Wednesday, November 10, 2010

Hoarding

I don't think they realize it, but many of the expats working in KSA become hoarders. Some types of goods are not available here. Other goods are available but are of poor or questionable quality. Either way, we find ourselves shipping in multiple bags, bottles, and boxes of the things we think we can't live without.

Food is another matter. At first I thought the commissary managers were simply capricious in their buying and stocking decisions. One week we have canned tomatoes, the next week only tomato sauce. One week we have unscented laundry detergent, the next week it's as if it never existed.

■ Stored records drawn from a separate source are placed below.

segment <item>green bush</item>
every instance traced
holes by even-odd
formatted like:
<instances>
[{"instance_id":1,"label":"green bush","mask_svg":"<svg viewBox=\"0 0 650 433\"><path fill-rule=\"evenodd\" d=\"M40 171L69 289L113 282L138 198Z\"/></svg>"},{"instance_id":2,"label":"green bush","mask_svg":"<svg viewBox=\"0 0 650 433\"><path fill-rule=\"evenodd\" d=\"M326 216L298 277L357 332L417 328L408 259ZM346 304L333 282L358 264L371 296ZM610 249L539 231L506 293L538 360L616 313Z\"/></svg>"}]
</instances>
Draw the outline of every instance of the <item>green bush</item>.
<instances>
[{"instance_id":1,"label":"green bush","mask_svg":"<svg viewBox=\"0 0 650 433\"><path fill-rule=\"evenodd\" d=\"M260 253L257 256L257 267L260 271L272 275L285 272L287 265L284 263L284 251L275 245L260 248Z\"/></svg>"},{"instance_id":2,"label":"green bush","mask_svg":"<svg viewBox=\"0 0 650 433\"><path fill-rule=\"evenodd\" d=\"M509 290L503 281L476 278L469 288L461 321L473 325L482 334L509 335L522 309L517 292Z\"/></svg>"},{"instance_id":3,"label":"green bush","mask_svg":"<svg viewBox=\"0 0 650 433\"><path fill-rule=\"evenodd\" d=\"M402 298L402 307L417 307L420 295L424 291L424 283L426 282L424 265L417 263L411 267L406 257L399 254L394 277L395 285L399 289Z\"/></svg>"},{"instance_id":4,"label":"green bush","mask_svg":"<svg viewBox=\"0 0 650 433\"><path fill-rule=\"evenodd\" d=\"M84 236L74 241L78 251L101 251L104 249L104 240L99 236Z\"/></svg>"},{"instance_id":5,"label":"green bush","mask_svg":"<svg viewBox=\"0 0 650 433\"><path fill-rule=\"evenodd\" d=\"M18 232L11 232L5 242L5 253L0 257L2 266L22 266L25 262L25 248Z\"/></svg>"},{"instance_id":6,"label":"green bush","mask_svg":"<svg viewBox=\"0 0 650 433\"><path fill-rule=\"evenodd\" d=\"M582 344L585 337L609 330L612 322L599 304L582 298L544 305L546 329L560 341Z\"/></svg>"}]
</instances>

With time, I realized there were some larger forces at work. For example, in the week preceding Valentine's Day, the mutawas didn't let customs agents approve any shipments of red food. Seriously, I'm not making this up. Red food could be used to, gasp, celebrate a pagan holiday specifically designed to encourage "mixing of the sexes," the phrase used by the mutawas to refer to any social interaction between unrelated males and females of any age. Mixing of the sexes is the thing most feared by the Wahhabis and is in fact the justification they use for not letting Saudi women drive or work, among a long list of other restrictions on social and cultural behavior for both men and women. Anyway, in February, red fruit, vegetables, and candy sat rotting on the docks at Dammam for a couple of weeks until the customs and delivery pipelines were able to start back up again.

For similarly bizarre and usually completely opaque reasons, Saudi customs will simply not let some items in. If there is a whiff of any company or product having been involved with a Jewish person or company, or Israel in general, even if they let the same goods in the week or month before, the rumor alone is sufficient for Saudi customs to deny a shipment. Sometimes, there is no reason at all. That pallet of clumping cat litter? Not getting in this time. Why? Because it's not getting in. Not even Alice would be able to navigate this wonderland.

The end result is more hoarding. I don't care for scented laundry detergent and I really hate the heavy scents they put in everything here. So when I see the unscented stuff on the shelf, I buy three big bottles. It might not be there the next time I go in. I like unsalted, unflavored canned tomatoes. I buy a dozen cans when I find them on the shelf. I prefer tuna packed in water, not oil. I buy a dozen of those too. That's enough laundry detergent, canned tomatoes, and tuna to last me months. And I don't have enough room in my crappy dollhouse kitchen cabinets to store even a normal amount of food so I end up stacking cans and bottles in a corner of the living room.

Hoarding. We slip into it without thinking. Living here changes us in ways I would not have predicted.